Lewis Chapter 05: Designing Relational Database Systems
Metadata
Title: Designing Relational Database Systems
Number: 5
Book: CO2209: Database Systems
Core Ideas
Presents a ‘top-down’ approach to designing a database system.
We start with conceptual modelling or semantic design, avoiding implementation details and focussing on the real-life information that must be modelled.
Then we turn to logical design, translating the conceptual model to one that it is implementable according to relational theory.
Finally we turn to physical design, the DBMS to be used and the extensions of the logical model it enables (indices, caches etc).
Conceptual Modelling
Conceptual design is carried out within a theory or semantic model - a finite set of concepts by which a real life system can be represented.
The most popular semantic model in relational db design is the Entity-Relationship model, in which there are just three concepts:
Entities - a thing we want to model that can be uniquely identified and that has some kind of independent existence.
Attributes - information that describes an aspect of an entity.
Relationship - A connection or dependency between two entities.
We need to distinguish between entity types (a class, eg Planet) and entity instances (an object, eg Mars). At this level we focus on types.
Weak entities are those whose existence depends on the continued existence of other entities. EG a customer’s bank account depends on the customer.
Strong entities are those that aren’t weak. Entries will not be invalidated by the removal of another entity.
The entity is defined by its set of attributes. An attribute is defined on a domain which is the set of values from which the attribute can draw.
There are a number of characterisations possible for attibutes:
simple vs composite, a simple attribute has no internal structure - it is atomic or scalar (all values in relational theory). A composite attribute has an internal structure that can be broken down into further attributes, themselves simple or composite.
single or multi-valued, a single-valued attribute is one that takes one value from the associated domain (like date of birth). A multi-valued attribute has more than one value, eg email addresses belonging to a person, ERD has these as a double oval.

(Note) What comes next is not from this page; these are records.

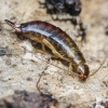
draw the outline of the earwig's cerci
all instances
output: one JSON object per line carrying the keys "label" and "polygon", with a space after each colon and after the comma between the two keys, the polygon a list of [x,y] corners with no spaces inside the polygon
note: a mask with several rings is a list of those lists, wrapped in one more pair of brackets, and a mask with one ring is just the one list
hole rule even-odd
{"label": "earwig's cerci", "polygon": [[5,23],[23,36],[40,42],[43,51],[45,51],[45,45],[57,58],[72,64],[72,71],[79,75],[80,80],[85,81],[89,78],[90,69],[83,54],[76,42],[60,28],[40,21],[17,25],[5,19]]}

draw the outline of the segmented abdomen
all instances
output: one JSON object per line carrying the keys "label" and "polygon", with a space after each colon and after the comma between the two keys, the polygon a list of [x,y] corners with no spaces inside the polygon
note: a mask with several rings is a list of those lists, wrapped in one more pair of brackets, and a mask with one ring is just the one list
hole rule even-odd
{"label": "segmented abdomen", "polygon": [[[60,28],[55,27],[45,22],[29,22],[21,25],[22,31],[37,38],[37,33],[50,41],[57,52],[62,51],[62,55],[67,55],[68,59],[77,65],[84,64],[83,54],[75,41]],[[33,40],[33,39],[32,39]]]}

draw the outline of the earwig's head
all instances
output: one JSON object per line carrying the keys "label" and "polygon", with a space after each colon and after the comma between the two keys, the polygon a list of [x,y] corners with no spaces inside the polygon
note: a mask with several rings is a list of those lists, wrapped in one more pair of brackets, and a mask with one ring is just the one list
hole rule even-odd
{"label": "earwig's head", "polygon": [[16,31],[21,32],[21,25],[10,22],[9,19],[4,21],[9,26],[11,26]]}
{"label": "earwig's head", "polygon": [[85,81],[90,75],[90,68],[87,65],[79,65],[78,66],[78,75],[81,81]]}

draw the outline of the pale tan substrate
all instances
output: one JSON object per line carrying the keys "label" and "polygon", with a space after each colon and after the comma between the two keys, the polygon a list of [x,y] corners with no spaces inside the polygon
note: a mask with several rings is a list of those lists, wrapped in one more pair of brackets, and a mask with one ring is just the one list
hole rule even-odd
{"label": "pale tan substrate", "polygon": [[[24,49],[24,41],[17,39],[6,24],[0,24],[0,48],[11,50],[12,56],[0,56],[0,98],[13,94],[14,90],[37,91],[36,83],[39,73],[45,70],[42,77],[40,87],[43,92],[50,92],[58,100],[71,103],[76,108],[86,108],[91,106],[96,97],[108,98],[108,37],[105,36],[105,26],[108,24],[107,0],[82,0],[83,11],[81,18],[87,25],[86,43],[81,48],[91,72],[95,71],[106,57],[106,62],[96,75],[90,77],[85,83],[81,83],[78,78],[68,75],[68,71],[58,69],[48,63],[37,59],[31,62],[24,58],[26,53],[32,53],[36,57],[42,59],[48,55]],[[107,22],[105,18],[107,17]],[[62,29],[72,29],[69,22],[54,22],[45,10],[40,9],[37,0],[0,0],[0,23],[4,19],[11,19],[17,23],[28,21],[46,21]],[[68,69],[59,60],[53,64]],[[73,76],[73,75],[72,75]],[[31,78],[31,81],[27,79]]]}

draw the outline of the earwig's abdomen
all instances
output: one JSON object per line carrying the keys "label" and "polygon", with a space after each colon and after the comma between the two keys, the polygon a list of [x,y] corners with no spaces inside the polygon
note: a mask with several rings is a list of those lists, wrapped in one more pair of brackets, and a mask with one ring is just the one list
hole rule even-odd
{"label": "earwig's abdomen", "polygon": [[85,59],[75,41],[60,28],[39,21],[22,24],[21,28],[22,33],[32,40],[38,38],[37,33],[42,36],[42,38],[48,39],[57,51],[63,51],[64,54],[77,65],[85,63]]}
{"label": "earwig's abdomen", "polygon": [[42,45],[46,45],[52,50],[55,56],[73,63],[76,68],[75,72],[80,75],[79,77],[81,80],[86,80],[90,69],[85,64],[83,54],[80,52],[75,41],[60,28],[40,21],[16,25],[5,19],[5,23],[23,36],[40,42]]}

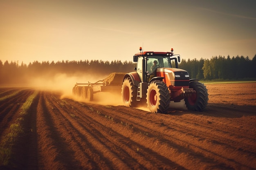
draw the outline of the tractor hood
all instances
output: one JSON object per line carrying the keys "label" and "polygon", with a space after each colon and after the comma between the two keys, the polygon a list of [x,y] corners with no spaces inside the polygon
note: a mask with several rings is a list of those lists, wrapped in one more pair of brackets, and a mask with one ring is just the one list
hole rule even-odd
{"label": "tractor hood", "polygon": [[188,86],[189,75],[187,71],[180,68],[157,68],[157,76],[164,77],[164,81],[168,86]]}
{"label": "tractor hood", "polygon": [[188,72],[182,69],[171,68],[161,68],[157,69],[157,76],[163,77],[164,75],[168,75],[170,80],[189,79]]}

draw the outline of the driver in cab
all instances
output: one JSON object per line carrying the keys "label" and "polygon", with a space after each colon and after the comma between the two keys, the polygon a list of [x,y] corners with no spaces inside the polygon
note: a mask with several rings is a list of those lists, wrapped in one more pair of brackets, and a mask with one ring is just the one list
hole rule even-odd
{"label": "driver in cab", "polygon": [[150,70],[151,71],[151,73],[154,73],[157,68],[159,67],[159,66],[157,65],[157,60],[154,61],[154,62],[153,62],[153,65],[151,66],[150,68]]}

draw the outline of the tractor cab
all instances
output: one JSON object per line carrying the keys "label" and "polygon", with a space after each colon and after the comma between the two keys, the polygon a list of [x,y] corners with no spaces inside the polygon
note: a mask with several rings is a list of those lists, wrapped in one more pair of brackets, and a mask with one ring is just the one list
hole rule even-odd
{"label": "tractor cab", "polygon": [[137,62],[135,70],[142,82],[148,82],[152,78],[157,76],[157,73],[160,72],[160,68],[178,68],[178,62],[180,57],[177,55],[177,60],[173,57],[173,49],[171,52],[155,52],[146,51],[137,53],[133,56],[133,61]]}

Base or derived, a derived attribute can be deduced from a set of attributes already in the system. Indicated in the ERD by a dotted or dashed border line for the ellipse. A base attribute cannot be derived from other attributes, and is raw information for the system.
Primary key, the attribute or attributes that uniquely identify any instance of the type. Underlined in the ERD.

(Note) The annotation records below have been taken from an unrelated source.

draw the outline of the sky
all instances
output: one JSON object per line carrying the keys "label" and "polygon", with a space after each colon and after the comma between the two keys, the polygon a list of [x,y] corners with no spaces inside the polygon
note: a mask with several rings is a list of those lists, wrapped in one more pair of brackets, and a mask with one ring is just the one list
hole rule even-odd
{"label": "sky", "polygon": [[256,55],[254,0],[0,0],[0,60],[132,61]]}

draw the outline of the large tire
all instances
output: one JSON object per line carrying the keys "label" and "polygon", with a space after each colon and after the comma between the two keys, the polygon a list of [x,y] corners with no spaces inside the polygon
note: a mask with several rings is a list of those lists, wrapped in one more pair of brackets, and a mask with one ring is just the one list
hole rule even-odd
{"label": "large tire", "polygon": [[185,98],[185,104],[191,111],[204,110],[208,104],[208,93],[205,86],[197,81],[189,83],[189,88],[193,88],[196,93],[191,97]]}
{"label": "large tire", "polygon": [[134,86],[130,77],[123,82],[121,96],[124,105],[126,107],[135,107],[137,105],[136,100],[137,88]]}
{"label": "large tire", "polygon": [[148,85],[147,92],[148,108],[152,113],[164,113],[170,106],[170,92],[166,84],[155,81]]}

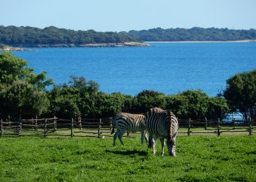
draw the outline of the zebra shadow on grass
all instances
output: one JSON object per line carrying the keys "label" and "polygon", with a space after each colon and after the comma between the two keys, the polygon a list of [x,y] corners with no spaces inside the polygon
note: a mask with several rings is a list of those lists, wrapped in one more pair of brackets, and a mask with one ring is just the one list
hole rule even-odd
{"label": "zebra shadow on grass", "polygon": [[120,155],[134,155],[137,154],[139,156],[147,156],[148,154],[148,152],[144,151],[138,151],[138,150],[129,150],[129,151],[110,151],[110,150],[106,150],[107,153],[112,153],[115,154],[120,154]]}

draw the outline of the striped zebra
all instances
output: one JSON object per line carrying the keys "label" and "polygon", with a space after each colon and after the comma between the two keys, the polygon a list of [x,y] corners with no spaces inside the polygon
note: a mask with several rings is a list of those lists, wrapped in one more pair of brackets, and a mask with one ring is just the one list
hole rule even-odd
{"label": "striped zebra", "polygon": [[118,138],[121,143],[124,145],[121,138],[126,131],[132,132],[140,132],[141,144],[143,143],[144,137],[145,141],[148,144],[144,115],[129,113],[118,114],[114,119],[111,134],[114,132],[115,127],[116,127],[116,132],[113,136],[113,146],[116,146],[116,140],[117,137]]}
{"label": "striped zebra", "polygon": [[159,108],[151,108],[146,114],[146,123],[149,133],[148,148],[156,154],[156,141],[159,138],[162,143],[162,156],[164,155],[165,139],[169,154],[176,156],[176,138],[178,133],[178,119],[170,111]]}

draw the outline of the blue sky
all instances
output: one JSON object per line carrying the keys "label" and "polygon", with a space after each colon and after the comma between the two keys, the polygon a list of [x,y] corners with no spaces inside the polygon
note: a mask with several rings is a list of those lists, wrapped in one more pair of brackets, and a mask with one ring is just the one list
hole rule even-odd
{"label": "blue sky", "polygon": [[256,0],[0,0],[0,25],[98,31],[256,29]]}

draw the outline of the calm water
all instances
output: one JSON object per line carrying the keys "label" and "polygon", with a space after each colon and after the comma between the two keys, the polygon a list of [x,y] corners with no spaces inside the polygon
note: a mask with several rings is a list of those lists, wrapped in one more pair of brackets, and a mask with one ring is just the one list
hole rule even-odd
{"label": "calm water", "polygon": [[150,47],[34,48],[15,52],[56,84],[83,76],[107,93],[143,90],[176,94],[200,89],[211,96],[233,74],[256,68],[256,43],[151,43]]}

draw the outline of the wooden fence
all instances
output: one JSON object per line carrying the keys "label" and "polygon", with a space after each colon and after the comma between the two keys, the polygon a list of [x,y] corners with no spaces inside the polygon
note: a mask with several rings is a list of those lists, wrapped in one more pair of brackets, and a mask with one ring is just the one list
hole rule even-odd
{"label": "wooden fence", "polygon": [[[216,134],[220,136],[225,132],[256,133],[256,121],[240,119],[222,122],[205,119],[179,119],[179,133],[189,136],[193,134]],[[71,119],[56,117],[49,119],[31,119],[0,120],[0,137],[2,136],[70,136],[97,137],[111,136],[112,118]],[[128,136],[128,133],[127,133]]]}

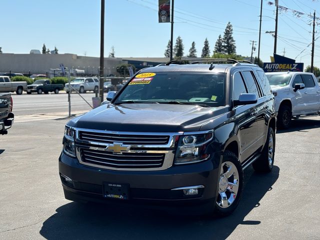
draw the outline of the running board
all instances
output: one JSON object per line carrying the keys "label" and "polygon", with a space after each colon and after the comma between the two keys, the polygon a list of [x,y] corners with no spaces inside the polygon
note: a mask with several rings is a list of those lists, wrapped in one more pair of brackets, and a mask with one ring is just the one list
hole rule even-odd
{"label": "running board", "polygon": [[258,159],[260,156],[261,156],[260,154],[258,154],[258,155],[256,155],[255,156],[253,157],[252,158],[249,159],[249,160],[246,161],[244,163],[244,164],[242,165],[242,169],[244,170],[245,170],[246,168],[248,168],[248,166],[250,166],[250,165],[251,165],[257,159]]}

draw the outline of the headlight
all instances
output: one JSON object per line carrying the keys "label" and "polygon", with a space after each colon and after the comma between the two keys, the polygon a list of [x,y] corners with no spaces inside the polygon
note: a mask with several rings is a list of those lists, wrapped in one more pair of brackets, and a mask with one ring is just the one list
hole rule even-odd
{"label": "headlight", "polygon": [[212,132],[180,136],[174,164],[192,164],[208,159],[210,155],[206,146],[212,138]]}
{"label": "headlight", "polygon": [[68,156],[72,158],[76,158],[75,136],[76,132],[74,130],[67,127],[65,128],[63,142],[64,152]]}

Relationships also have types and instances. A relationship type is defined on entity types. Entities involved in a relationship are participants.

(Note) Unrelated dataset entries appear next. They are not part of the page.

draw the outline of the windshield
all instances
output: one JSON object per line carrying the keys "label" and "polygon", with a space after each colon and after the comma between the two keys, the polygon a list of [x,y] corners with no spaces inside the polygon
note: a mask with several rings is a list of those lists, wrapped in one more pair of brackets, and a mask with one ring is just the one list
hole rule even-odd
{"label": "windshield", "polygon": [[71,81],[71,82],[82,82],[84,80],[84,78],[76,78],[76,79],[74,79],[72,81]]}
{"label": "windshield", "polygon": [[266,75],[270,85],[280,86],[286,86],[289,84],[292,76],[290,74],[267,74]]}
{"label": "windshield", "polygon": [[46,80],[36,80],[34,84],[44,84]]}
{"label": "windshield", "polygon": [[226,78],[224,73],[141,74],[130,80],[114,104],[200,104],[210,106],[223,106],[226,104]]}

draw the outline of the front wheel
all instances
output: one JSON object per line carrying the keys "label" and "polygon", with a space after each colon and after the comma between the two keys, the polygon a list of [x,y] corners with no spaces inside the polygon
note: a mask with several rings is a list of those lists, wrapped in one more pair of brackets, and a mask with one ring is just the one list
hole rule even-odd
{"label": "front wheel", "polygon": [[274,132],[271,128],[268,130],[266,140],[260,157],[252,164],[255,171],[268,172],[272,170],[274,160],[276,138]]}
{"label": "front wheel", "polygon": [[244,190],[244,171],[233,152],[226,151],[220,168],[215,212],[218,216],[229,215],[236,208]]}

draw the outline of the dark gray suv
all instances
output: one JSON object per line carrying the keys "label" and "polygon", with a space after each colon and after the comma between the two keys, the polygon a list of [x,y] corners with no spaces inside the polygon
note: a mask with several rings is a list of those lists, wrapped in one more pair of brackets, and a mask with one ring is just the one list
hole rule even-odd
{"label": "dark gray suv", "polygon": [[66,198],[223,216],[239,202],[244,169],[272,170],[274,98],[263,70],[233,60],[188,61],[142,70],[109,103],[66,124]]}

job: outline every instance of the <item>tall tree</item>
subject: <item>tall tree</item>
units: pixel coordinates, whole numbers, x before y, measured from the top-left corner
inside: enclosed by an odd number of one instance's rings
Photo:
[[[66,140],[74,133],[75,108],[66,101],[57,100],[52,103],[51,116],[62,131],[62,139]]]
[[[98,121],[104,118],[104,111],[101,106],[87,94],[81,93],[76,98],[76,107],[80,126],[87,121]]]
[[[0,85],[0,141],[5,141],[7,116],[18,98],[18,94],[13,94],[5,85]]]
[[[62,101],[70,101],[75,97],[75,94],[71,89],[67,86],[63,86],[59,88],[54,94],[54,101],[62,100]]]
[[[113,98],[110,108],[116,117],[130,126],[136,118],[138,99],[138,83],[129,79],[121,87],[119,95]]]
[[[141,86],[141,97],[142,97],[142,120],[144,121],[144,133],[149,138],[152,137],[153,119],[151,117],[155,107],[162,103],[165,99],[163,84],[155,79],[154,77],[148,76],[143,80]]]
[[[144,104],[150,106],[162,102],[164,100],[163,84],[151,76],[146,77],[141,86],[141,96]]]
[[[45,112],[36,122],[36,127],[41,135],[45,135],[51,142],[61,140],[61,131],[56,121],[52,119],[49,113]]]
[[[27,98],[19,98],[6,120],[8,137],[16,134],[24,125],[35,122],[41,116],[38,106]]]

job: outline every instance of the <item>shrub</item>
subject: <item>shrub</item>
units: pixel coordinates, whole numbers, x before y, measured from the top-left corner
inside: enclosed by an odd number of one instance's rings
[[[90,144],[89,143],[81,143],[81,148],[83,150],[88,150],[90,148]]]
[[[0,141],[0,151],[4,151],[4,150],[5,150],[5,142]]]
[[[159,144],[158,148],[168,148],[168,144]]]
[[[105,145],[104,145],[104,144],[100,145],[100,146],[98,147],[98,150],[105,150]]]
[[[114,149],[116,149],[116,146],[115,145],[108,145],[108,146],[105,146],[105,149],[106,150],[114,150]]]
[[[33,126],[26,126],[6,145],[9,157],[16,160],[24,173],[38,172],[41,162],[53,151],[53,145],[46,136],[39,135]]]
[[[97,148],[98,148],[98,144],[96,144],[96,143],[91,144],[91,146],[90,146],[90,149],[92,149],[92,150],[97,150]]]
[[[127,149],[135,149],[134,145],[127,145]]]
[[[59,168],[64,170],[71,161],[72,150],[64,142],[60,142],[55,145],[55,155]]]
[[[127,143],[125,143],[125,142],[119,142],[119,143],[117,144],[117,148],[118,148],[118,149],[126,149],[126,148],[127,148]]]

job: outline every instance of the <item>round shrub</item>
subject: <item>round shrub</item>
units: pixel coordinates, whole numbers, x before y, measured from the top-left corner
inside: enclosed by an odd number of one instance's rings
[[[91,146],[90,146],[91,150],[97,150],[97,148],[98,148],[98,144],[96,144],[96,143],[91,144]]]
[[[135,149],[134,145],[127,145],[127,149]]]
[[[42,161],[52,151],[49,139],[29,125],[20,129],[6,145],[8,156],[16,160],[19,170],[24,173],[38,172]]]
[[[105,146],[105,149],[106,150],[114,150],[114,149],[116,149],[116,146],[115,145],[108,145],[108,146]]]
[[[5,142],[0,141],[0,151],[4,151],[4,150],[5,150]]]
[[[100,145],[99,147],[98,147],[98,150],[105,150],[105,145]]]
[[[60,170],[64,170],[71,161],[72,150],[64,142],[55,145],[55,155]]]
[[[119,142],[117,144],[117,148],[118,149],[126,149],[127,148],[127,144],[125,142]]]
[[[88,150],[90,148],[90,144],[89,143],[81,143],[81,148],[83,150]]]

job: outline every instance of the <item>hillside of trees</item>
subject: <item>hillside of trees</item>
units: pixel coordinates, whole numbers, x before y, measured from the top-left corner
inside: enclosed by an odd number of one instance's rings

The diamond in the ERD is a double if one of the entities in the relationship is weak.
Most relationships are binary, involving two entity types. They may also be unary or recursive involving one entity type. Or even ternary involving three (eg Student, Tutor, Course).
Relations can have attributes, although some prefer to not allow this, and place an extra entity in the model instead.
If all instances of an entity type must have a given relationship, that entity’s participation in teh relationship is total, if it is not required, its participation is partial. Total participation can be denoted in an ERD with a double line.
For cardinality, we can sometimes use (<min>,<max>) instead of just 1 or n to indicate the cardinality for example (0,1), (1,10) or (5,n).
Type Hierarchies
Entity Types can have hierarchical relations. Take Student and Person. All entities of type Student are of type Person. Person is, accordingly a supertype of Student, and Student a subtype of Person.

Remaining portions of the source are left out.